Browse Prior Art Database

A Dynamic Access Control Management Subsystem on pSeries Hardware Management Console

IP.com Disclosure Number: IPCOM000103277D
Original Publication Date: 2005-Mar-17
Included in the Prior Art Database: 2005-Mar-17
Document File: 2 page(s) / 39K

Publishing Venue

IBM

Abstract

A pluggable and flexible access control management on the pSeries Hardware Management Console.

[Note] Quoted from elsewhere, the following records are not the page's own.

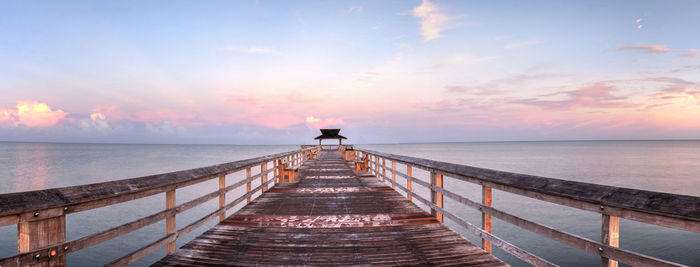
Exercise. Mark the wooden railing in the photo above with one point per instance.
(669, 210)
(40, 215)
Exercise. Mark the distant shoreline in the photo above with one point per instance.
(398, 143)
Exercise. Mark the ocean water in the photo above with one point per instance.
(667, 166)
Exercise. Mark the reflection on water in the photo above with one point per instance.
(668, 166)
(31, 162)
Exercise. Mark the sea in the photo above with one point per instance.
(665, 166)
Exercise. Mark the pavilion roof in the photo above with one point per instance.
(330, 134)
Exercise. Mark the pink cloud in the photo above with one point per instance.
(318, 123)
(432, 20)
(32, 114)
(597, 95)
(646, 49)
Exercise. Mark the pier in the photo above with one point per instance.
(338, 205)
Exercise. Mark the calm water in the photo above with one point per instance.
(668, 166)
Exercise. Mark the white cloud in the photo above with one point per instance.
(318, 123)
(522, 44)
(432, 20)
(258, 50)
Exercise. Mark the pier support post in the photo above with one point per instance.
(32, 235)
(409, 183)
(365, 162)
(275, 173)
(247, 185)
(383, 169)
(610, 235)
(486, 200)
(170, 221)
(263, 178)
(376, 166)
(222, 196)
(393, 174)
(436, 181)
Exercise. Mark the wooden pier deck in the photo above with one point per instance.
(332, 216)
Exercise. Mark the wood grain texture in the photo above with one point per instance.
(622, 255)
(113, 192)
(343, 227)
(486, 200)
(610, 235)
(40, 234)
(170, 220)
(665, 209)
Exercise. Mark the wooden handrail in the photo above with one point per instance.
(26, 209)
(607, 249)
(676, 211)
(14, 204)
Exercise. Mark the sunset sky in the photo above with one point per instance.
(273, 72)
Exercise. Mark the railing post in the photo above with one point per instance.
(393, 174)
(486, 200)
(263, 178)
(383, 169)
(409, 183)
(32, 235)
(170, 220)
(247, 185)
(610, 235)
(436, 181)
(365, 162)
(222, 196)
(275, 173)
(376, 166)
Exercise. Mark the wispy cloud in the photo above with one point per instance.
(432, 20)
(318, 123)
(522, 44)
(259, 50)
(597, 95)
(32, 114)
(642, 48)
(355, 9)
(687, 68)
(462, 59)
(496, 87)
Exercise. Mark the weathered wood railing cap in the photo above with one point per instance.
(665, 204)
(31, 201)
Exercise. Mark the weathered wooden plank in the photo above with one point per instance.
(108, 193)
(32, 235)
(486, 200)
(576, 241)
(330, 222)
(610, 235)
(170, 220)
(665, 209)
(222, 196)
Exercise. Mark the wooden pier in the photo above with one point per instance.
(332, 216)
(336, 205)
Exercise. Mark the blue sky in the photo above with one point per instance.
(251, 72)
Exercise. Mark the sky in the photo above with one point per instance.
(274, 72)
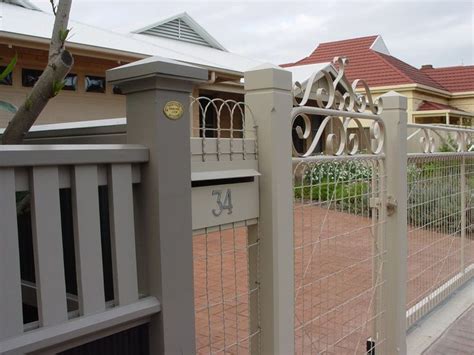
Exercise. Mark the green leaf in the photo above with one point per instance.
(63, 35)
(9, 67)
(6, 106)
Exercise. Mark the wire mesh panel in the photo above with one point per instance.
(441, 228)
(440, 216)
(223, 290)
(225, 221)
(339, 254)
(339, 187)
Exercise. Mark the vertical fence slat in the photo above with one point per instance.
(87, 239)
(122, 234)
(463, 214)
(48, 246)
(10, 295)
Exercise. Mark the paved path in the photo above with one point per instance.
(458, 339)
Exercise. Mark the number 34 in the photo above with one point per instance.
(222, 204)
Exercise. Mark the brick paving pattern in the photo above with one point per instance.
(335, 308)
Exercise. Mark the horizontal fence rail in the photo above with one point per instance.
(68, 235)
(440, 215)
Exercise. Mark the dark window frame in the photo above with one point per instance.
(101, 89)
(72, 87)
(30, 83)
(8, 80)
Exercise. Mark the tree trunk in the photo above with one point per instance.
(59, 29)
(45, 88)
(49, 83)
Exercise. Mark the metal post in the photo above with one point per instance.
(395, 271)
(463, 211)
(268, 96)
(158, 116)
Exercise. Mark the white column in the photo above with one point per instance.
(268, 95)
(395, 273)
(11, 315)
(164, 194)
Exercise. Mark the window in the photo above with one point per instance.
(8, 80)
(29, 77)
(70, 82)
(95, 83)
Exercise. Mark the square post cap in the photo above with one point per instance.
(156, 67)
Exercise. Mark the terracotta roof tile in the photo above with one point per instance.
(375, 68)
(455, 79)
(430, 106)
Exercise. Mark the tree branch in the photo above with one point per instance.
(60, 29)
(53, 6)
(45, 88)
(49, 83)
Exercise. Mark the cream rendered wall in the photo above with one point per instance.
(463, 103)
(68, 105)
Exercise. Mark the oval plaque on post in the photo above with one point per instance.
(173, 110)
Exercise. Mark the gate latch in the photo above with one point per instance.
(376, 202)
(392, 205)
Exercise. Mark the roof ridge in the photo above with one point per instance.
(381, 55)
(450, 67)
(348, 40)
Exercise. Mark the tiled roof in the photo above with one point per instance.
(377, 69)
(455, 79)
(431, 106)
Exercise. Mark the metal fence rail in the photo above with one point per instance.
(440, 216)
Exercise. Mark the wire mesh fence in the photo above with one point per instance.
(225, 255)
(225, 291)
(338, 252)
(441, 228)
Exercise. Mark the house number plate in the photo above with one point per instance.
(223, 202)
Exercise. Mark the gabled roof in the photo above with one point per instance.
(433, 106)
(181, 27)
(455, 79)
(368, 60)
(20, 22)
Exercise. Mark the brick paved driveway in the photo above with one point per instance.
(335, 299)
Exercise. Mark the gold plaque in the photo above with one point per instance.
(173, 110)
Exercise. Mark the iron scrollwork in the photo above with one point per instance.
(339, 141)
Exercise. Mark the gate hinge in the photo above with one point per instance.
(375, 202)
(392, 205)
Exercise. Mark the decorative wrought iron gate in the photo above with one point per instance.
(339, 217)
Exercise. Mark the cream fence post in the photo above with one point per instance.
(268, 96)
(164, 195)
(395, 271)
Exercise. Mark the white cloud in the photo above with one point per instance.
(279, 31)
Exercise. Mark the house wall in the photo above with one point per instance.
(68, 106)
(464, 103)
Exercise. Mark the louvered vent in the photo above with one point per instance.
(177, 29)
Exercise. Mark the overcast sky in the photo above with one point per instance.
(419, 32)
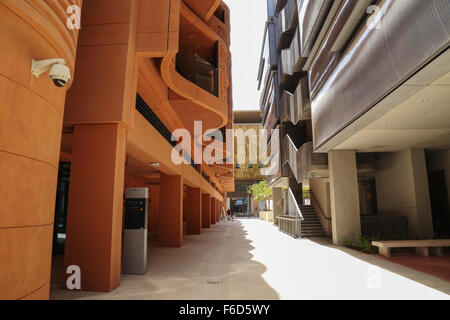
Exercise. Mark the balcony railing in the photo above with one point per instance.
(291, 220)
(305, 164)
(287, 23)
(296, 107)
(199, 71)
(403, 37)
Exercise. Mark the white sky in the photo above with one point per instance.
(248, 19)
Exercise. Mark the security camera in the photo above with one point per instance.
(59, 73)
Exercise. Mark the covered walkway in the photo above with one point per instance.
(251, 259)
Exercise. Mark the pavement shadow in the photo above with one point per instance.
(215, 265)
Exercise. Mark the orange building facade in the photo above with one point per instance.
(140, 69)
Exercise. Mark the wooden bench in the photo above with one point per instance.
(423, 247)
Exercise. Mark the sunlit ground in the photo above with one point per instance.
(303, 269)
(250, 259)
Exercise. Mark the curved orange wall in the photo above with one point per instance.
(31, 117)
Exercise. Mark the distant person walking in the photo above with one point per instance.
(230, 215)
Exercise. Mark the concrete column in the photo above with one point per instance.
(206, 210)
(345, 212)
(277, 204)
(194, 210)
(213, 210)
(402, 189)
(170, 220)
(94, 221)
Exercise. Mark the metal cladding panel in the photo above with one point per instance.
(311, 14)
(383, 55)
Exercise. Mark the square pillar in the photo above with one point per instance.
(194, 210)
(213, 210)
(94, 221)
(345, 212)
(217, 211)
(170, 220)
(402, 188)
(277, 204)
(206, 210)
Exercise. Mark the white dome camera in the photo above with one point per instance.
(59, 73)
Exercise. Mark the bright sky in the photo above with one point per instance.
(248, 19)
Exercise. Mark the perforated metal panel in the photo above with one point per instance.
(411, 33)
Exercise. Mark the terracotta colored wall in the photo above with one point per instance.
(206, 211)
(104, 90)
(194, 210)
(95, 210)
(31, 113)
(170, 233)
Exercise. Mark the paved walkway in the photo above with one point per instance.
(251, 259)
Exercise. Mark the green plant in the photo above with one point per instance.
(365, 244)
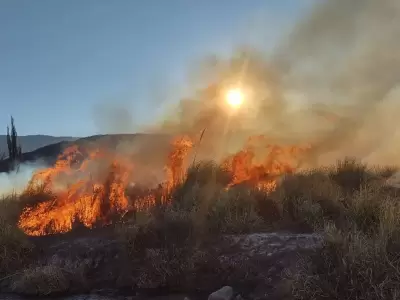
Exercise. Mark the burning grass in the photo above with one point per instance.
(15, 248)
(169, 226)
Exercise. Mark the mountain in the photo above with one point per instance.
(49, 153)
(33, 142)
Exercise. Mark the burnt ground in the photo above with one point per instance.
(252, 264)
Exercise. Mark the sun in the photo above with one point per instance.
(234, 97)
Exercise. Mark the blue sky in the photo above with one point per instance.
(60, 60)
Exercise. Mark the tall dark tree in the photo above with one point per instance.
(14, 150)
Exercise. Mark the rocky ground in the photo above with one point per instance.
(261, 258)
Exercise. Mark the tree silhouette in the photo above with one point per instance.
(14, 150)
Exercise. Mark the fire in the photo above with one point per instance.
(95, 187)
(261, 164)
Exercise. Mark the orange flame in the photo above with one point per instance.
(80, 195)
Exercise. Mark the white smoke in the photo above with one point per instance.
(16, 181)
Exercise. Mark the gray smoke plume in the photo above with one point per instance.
(332, 83)
(16, 181)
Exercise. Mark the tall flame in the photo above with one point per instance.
(81, 195)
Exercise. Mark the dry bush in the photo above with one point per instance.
(359, 260)
(309, 198)
(15, 248)
(350, 174)
(351, 265)
(41, 280)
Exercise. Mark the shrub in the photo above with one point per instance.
(41, 280)
(351, 265)
(350, 174)
(309, 198)
(15, 247)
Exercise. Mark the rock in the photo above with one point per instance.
(225, 293)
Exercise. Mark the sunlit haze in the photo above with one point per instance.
(74, 67)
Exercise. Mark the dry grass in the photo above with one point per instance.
(360, 257)
(14, 246)
(41, 280)
(348, 203)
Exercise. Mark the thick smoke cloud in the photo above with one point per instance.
(17, 180)
(333, 83)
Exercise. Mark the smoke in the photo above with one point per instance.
(113, 118)
(17, 180)
(332, 83)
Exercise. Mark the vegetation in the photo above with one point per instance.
(15, 248)
(349, 204)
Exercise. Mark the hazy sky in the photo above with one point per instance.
(61, 62)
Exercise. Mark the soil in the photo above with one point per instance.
(252, 264)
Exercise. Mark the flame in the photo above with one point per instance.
(261, 164)
(94, 187)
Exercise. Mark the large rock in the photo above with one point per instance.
(225, 293)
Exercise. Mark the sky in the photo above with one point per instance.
(66, 66)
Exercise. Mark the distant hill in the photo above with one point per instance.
(33, 142)
(49, 153)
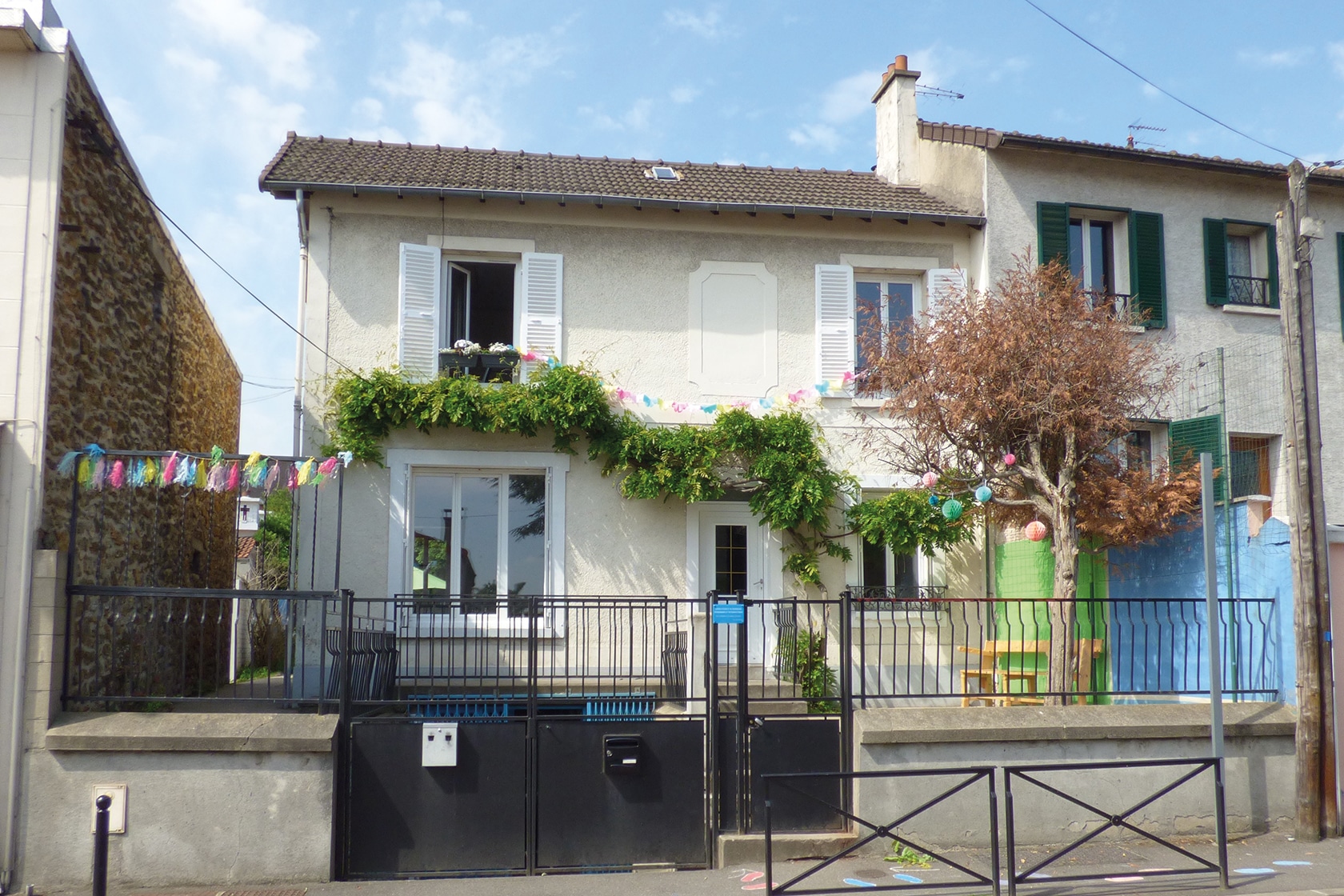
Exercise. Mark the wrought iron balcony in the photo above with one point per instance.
(1250, 290)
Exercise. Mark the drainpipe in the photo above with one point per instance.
(300, 355)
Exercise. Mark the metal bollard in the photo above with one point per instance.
(100, 846)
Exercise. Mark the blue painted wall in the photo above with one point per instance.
(1163, 645)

This text was extracted from a PDF file.
This is the abbreviated version, containing approximately 52% of the total text.

Page 1 of 2

A Dynamic Access Control Management Subsystem on pSeries Hardware Management Console

The previous releases of the pSeries Hardware Management Console (HMC) supports multiple access control based on individual subsystems. A user with a fix authority might be allowed to perform certain tasks on one subsystem but not on the others. It has following limitations:

Users can not modify an existing subsystem's policy or create their own customized access roles.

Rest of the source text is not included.